With regard to mortgage notes, it appears to be well settled in the jurisprudence of this State that when such a note is given for a specific debt and payment of the debt is made and the note returned to the maker, both the note and the mortgage become extinguished and no subsequent reissue of the note can revive the mortgage. Mente Co. v. Levy,
It is otherwise when the mortgage note is not for a specific debt, but for future use, and in favor of any future holder. In such a case, the note may be reissued and used as collateral and the accessory right of mortgage preserved intact. Hollingsworth v. Ratcliff,
The notes and mortgage in this case were executed for a specific debt, viz., as part of the purchase price of the property purchased by the relators from David L. Cohn. The Twenty-five Hundred Dollars represented by the mortgage notes was a loan secured by the makers of the notes from F. Prevost Breckenridge and the notes and mortgage were delivered to Breckenridge to evidence the loan. The particular debt represented by the notes was paid by relators, the makers of the notes, to Breckenridge and his wife, the original holders of the notes. By the payment of the original debt evidenced by the notes, the mortgage was extinguished and could not be revived and substituted for a new debt by the reissue of the notes.

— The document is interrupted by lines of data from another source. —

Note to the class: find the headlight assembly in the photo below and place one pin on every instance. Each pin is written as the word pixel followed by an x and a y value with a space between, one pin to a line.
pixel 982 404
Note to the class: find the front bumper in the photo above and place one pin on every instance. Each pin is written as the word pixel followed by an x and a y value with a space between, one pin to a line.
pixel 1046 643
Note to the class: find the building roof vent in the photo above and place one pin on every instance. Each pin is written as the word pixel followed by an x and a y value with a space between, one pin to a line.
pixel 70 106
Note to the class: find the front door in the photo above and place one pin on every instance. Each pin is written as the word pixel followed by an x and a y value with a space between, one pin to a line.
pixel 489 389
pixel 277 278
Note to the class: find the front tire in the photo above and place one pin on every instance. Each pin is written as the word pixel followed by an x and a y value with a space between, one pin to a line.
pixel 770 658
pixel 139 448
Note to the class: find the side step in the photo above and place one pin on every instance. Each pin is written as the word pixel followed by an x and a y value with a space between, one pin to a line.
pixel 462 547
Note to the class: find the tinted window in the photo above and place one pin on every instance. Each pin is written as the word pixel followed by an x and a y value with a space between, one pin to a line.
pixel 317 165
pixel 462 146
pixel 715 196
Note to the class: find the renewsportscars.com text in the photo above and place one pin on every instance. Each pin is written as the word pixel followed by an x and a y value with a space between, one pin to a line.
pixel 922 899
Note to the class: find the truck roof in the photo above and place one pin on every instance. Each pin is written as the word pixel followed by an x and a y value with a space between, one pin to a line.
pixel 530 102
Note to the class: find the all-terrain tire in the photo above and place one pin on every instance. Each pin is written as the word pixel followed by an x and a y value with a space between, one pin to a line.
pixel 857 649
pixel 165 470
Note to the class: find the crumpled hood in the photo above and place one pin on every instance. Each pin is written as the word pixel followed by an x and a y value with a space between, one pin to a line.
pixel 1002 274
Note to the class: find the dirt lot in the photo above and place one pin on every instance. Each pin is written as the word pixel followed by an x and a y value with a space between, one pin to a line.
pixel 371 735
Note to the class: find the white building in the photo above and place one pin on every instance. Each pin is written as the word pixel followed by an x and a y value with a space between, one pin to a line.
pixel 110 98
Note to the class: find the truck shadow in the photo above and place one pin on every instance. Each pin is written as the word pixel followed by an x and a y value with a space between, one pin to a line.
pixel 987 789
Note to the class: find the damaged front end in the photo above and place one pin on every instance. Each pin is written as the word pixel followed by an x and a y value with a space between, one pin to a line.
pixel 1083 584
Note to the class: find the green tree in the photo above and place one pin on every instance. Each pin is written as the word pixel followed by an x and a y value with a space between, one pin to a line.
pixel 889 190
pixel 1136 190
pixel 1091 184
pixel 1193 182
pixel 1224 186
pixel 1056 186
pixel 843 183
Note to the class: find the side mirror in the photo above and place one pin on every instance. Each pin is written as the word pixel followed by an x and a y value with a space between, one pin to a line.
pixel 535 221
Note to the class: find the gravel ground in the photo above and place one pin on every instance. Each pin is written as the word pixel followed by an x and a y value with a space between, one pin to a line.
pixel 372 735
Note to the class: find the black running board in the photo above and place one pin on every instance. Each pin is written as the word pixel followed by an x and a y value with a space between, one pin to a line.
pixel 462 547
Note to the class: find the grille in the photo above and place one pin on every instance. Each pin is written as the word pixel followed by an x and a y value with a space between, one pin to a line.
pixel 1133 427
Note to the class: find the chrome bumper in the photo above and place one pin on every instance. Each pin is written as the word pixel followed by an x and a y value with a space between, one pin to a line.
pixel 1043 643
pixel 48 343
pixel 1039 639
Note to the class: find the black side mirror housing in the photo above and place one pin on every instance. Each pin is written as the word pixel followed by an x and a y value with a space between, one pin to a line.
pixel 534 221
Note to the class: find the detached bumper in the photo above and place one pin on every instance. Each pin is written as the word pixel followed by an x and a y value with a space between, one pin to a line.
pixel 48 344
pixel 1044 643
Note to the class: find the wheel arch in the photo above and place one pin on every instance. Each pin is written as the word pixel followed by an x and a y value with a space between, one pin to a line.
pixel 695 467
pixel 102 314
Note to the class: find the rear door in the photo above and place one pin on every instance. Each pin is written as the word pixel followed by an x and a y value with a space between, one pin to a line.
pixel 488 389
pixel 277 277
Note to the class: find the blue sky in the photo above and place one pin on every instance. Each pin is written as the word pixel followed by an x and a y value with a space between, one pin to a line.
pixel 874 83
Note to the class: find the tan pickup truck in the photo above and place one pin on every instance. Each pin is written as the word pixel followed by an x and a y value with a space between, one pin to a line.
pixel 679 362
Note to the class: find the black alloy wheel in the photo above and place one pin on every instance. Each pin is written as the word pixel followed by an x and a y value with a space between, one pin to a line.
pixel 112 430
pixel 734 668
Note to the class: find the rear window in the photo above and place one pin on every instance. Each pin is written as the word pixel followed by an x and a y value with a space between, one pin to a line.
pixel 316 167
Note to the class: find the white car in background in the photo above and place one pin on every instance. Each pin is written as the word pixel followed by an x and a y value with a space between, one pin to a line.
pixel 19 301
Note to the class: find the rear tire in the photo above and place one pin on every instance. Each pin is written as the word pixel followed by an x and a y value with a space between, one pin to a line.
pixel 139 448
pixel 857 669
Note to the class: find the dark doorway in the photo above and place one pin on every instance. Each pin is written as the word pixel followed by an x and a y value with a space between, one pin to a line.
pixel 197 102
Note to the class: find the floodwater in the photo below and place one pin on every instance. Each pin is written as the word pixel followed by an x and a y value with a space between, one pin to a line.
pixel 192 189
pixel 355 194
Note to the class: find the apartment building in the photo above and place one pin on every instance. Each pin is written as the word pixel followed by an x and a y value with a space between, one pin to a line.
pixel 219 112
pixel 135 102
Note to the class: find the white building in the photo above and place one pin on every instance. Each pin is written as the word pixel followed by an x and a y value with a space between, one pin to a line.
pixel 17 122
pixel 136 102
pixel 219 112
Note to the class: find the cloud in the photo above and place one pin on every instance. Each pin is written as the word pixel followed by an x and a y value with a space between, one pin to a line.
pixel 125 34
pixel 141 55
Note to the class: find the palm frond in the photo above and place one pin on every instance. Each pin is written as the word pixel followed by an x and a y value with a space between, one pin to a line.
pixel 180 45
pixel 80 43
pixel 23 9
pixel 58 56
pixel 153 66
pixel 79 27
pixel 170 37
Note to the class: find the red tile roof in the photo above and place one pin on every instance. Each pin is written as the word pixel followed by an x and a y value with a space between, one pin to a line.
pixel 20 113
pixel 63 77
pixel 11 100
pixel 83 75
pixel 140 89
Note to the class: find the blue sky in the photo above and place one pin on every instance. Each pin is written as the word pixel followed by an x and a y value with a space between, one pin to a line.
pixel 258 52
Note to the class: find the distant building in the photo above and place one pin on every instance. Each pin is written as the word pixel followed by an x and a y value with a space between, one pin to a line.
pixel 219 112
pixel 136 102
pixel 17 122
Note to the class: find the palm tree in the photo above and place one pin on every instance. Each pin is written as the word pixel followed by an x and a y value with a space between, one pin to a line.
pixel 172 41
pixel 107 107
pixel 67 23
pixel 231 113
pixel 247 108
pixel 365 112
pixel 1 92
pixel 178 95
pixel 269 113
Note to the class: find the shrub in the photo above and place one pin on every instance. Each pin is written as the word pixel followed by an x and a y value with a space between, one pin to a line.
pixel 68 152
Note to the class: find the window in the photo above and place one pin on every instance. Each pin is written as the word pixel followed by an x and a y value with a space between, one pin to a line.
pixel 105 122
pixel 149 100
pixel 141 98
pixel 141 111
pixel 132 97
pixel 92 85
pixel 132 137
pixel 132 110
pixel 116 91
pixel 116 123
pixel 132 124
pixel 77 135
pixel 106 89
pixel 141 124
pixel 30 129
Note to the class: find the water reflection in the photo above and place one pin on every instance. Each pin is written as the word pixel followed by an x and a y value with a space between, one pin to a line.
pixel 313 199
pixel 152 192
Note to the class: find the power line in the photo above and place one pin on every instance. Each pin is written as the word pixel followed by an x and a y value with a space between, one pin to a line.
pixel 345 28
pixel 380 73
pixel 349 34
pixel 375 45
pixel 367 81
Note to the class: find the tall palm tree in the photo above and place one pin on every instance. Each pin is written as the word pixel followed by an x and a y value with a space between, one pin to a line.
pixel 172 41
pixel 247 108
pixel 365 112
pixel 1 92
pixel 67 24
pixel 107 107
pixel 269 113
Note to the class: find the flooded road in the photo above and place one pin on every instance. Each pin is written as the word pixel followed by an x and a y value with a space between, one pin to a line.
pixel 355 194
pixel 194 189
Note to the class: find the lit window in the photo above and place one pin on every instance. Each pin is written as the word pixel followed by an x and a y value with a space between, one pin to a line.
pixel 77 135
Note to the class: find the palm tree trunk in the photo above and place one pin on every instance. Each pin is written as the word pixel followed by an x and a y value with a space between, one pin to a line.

It is contended on behalf of the Recorder of Mortgages that inasmuch as at the time the suit was brought the notes payable four and five years after date had not matured, if the notes have not as a matter of fact been destroyed, the Recorder of Mortgages may be forced to defend a suit which may arise as a consequence thereof, and that if the judgment cancelling the mortgage should be held not to protect him, he would be liable for the amount of the notes.
It may well be that, under the clause in the mortgage authorizing the makers of the notes to anticipate the payment thereof, the prepayment of the notes with the agreed premium and the accrued interest, actually had the effect of maturing the notes. But, be that as it may, the evidence *801 abundantly shows not only the payment of the notes and their delivery to the makers, but also the destruction of the notes by the makers.
Article 2279 of the Civil Code, which is relied on by the Recorder of Mortgages in support of his demand for an indemnity bond, provides that in cases where parties are seeking to recover on lost or destroyed instruments, "the judge may, if required, order reasonable security to be given to indemnify the party against the appearance of the instrument, in case circumstances render it necessary."
As the Recorder of Mortgages might be held in damages for cancelling a mortgage without proper authority, there is no doubt that where circumstances require it he might exact an indemnity bond. But the article of the Civil Code does not declare that such a bond can be exacted in every case.
In view of the facts disclosed by the record, it does not appear that this case is one in which relators ought to be required to give the bond demanded by the Recorder of Mortgages. These facts are that the notes were given for a specific purpose; that their payment was anticipated as provided in the contract; that they were paid to the original holder who delivered them to the makers; that by their payment both notes and mortgage were extinguished; that the notes themselves were marked paid, and that they were actually destroyed by the makers.
The Recorder of Mortgages, in case of serious doubt, has the right to compel parties to resort to the courts in order *802
to have it judicially determined whether or not a mortgage should be cancelled. Succession of Viard,
For the reasons assigned, the judgment appealed from is affirmed, relators to pay all costs of suit.